Workout Blush and Sporty Ponytails Rule At Dior


Inside the Musée Rodin, Dior’s spring 2025 ready-to-wear collection began with an arrow shot straight down the runway. Maria Grazia Chiuri had a vision of “Amazonian” beauty, according to makeup artist Peter Philips, and thus tapped archer and artist SAGG Napoli to deliver one of the most exhilarating moments of fashion month. Napoli drew the string back on her bow—and with the release of a single arrow (whizzing past a model!), the show began.

“May the building of a strong mind and a strong body be the greatest work I have ever made” was scrawled on the walls inside, and show notes read “SAGG Napoli sees fashion as a visual attribute, an affirmation of her athletic shape.” Fittingly, the beauty backstage felt like a sequel to the summer’s gilded haute couture tribute at the Olympic and Paralympic Games in Paris, this time an “après-sport” look that Philips interpreted with a runway iteration of boyfriend blush. “A bit like a workout blush” is how he described the post-run flushed look he created by brushing shades of the new Rouge Blush Colour & Glow palette in 100 Diorissimo, 200 Diorama, and 757 Wildior onto models’ cheeks.

“It’s about strong women,” Philips continued, noting that models could have just wrapped a workout or “come from a heroic battlefield” in this fantasy world.
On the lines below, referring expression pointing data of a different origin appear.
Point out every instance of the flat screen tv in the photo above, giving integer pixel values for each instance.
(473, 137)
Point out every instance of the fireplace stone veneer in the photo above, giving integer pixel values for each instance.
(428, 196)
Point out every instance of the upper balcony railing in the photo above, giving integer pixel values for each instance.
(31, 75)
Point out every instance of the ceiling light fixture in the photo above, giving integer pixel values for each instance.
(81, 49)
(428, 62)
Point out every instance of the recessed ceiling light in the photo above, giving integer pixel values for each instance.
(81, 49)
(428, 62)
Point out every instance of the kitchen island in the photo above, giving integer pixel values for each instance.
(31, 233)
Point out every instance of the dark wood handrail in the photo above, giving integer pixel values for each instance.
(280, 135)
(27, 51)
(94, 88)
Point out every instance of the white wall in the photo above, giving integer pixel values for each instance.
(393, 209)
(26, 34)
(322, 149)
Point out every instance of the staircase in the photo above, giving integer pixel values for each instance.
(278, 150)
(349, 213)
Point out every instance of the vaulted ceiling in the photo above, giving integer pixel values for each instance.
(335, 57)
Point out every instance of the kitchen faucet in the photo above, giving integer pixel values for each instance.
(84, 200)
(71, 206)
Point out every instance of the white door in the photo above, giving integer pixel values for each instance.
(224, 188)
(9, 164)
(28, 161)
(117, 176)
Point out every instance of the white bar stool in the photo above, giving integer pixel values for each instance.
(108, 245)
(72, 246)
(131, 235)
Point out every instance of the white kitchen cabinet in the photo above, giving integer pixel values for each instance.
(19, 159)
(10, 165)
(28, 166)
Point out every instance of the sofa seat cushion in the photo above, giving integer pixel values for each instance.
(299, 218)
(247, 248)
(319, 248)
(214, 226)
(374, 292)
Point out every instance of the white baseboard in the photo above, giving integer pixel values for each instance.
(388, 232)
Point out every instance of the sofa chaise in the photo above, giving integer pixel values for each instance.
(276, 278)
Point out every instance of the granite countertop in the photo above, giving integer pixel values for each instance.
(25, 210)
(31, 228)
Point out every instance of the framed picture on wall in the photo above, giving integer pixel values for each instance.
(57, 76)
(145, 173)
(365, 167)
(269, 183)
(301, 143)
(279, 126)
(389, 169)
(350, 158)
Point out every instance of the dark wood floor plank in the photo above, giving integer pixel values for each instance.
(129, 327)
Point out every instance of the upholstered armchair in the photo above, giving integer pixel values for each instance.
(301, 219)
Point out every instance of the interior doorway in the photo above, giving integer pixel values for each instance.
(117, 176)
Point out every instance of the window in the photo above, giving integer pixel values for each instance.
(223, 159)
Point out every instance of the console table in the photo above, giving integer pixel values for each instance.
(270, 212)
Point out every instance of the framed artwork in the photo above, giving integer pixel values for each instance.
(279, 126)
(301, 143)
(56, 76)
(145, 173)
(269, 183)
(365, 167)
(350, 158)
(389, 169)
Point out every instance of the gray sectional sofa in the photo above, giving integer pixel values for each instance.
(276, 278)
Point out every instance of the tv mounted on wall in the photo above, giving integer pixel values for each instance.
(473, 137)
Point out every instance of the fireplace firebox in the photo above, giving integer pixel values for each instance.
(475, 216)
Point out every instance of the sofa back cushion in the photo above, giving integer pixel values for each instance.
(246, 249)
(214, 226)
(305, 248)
After “randomly” applying a bit of Diorshow On Stage Crayon in 099 Black to the lower waterline, he asked models to tightly squeeze their eyes shut (one of his signature tricks for haphazard, not-too-perfect definition) for a sooty look as if their liner had trailed down their face in the action. The “glorified sweaty” skin from the couture runway returned in a more subtle variation with carefully applied Dior Capture Totale Le Sérum. Just before they walked the runway, he applied extra serum to the face as a final touch “to get more of a wet effect.”

Just down the tented, brightly lit backstage corridor, hairstylist Guido Palau did the opposite of a wet look, with what he described as “a very nonproduct feeling to the hair.” It was sporty, yes, with “a ’90s vibe where you put your headband on and you just put it up in a very easy way,” he said of tying loops of hair with elastic and letting the ends hang out loosely, the only accessories including stretchy headbands emblazoned with the Dior logo. “So you get a loop and a flick-out, and then the headband pulls it together because it gives you a fashion moment for me,” Palau explained of the “quite techy” take on the kind of updo women want to wear today.